Moreover, this study was also a noncomparative analysis of using CAU and MMC in double-head pterygium surgery. In the current study, recurrence was found in 28% of our cases (9 of the 32 eyes). Two eyes had recurrence over both heads, and 7 eyes had recurrence over either head treated with MMC previously. Other options in double-head pterygium surgery included rotational CAU [27], split-CAU [28], sequential CAU [29], MMC [30], and AMT [31]. All of these treatments aimed at preventing recurrence despite the larger conjunctival defects remained after removal of the two heads. A previous interventional cohort in our hospital involved combining rotational CAU and CAU. It demonstrated a recurrence rate of 35% in 20 eyes [27]. In that study, rotational CAU was harvested from the larger pterygium and placed over the conjunctival defect of the smaller pterygium with 180-degree rotation. The defect of the larger pterygium was then covered with CAU harvested from the superior bulbar conjunctiva.

Another way to cover the bare sclera was using split-CAU. Split-CAU aimed at covering both conjunctival defects with a large CAU divided from the superior bulbar conjunctiva. No recurrence was found in a retrospective evaluation of 7 eyes over a mean follow-up period of 18 months [28]. However, adequate exposure may be difficult in small Chinese eyes. By performing sequential CAU to each head separately, a Canadian group showed only 1 nasal recurrence (5.6%) after 2 years in a retrospective study of 9 eyes [29]. This allowed CAU to each head but avoiding extensive CAU dissection. On the other hand, MMC and AMT are alternatives in eyes when CAU is not feasible. Intraoperative MMC application was used solely after double-head pterygium excision in a case series of 13 eyes. In this case series, 1 eye (8.0%) had recurrence in a follow-up period of 3 years [30]. Similar recurrence rate (9.1%) was shown with AMT after extensive conjunctival excision of 11 eyes observed for 1 year [31]. Although the results of our study appeared to be inferior to other studies in the literature, most studies were limited by the small sample size, short follow-up duration, and retrospective nature, making direct comparison difficult among them. This is understandable as the reported incidence of double-head pterygium was less than 3%, making case recruitment difficult [32]. The current method we adopted for double-head pterygium surgery is combining CAU with rotational CAU or AMT to cover the bare sclera.

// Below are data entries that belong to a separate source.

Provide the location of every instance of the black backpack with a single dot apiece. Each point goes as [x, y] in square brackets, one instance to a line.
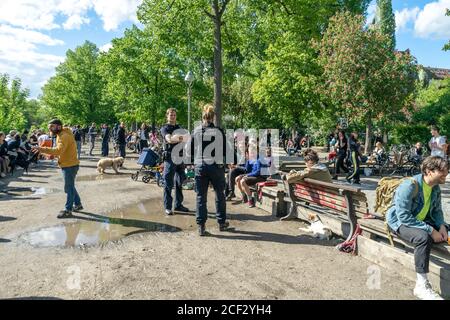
[77, 135]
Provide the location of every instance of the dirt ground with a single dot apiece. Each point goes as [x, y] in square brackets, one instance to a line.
[163, 257]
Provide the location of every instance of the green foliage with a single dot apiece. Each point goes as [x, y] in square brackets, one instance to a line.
[363, 78]
[386, 21]
[13, 100]
[74, 94]
[433, 102]
[410, 134]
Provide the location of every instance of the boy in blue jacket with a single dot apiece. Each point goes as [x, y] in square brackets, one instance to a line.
[416, 216]
[257, 170]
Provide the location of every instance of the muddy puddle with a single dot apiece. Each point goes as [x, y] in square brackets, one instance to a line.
[91, 229]
[105, 176]
[25, 192]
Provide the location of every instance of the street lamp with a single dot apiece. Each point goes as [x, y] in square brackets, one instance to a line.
[189, 80]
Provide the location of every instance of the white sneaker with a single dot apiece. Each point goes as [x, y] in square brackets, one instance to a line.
[426, 292]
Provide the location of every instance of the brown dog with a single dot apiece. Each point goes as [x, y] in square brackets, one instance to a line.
[105, 163]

In conclusion, both CAU and MMC were shown to be safe adjuvants in pterygium surgery. CAU appeared to be a better choice with lower recurrence rate and better conjunctival appearance when compared to MMC. Bare sclera pterygium excision in the presence of adjuvant MMC should not be performed given the significantly high rate of long-term recurrence.

Conflict of Interests

The authors declare that there is no conflict of interests regarding the publication of this paper.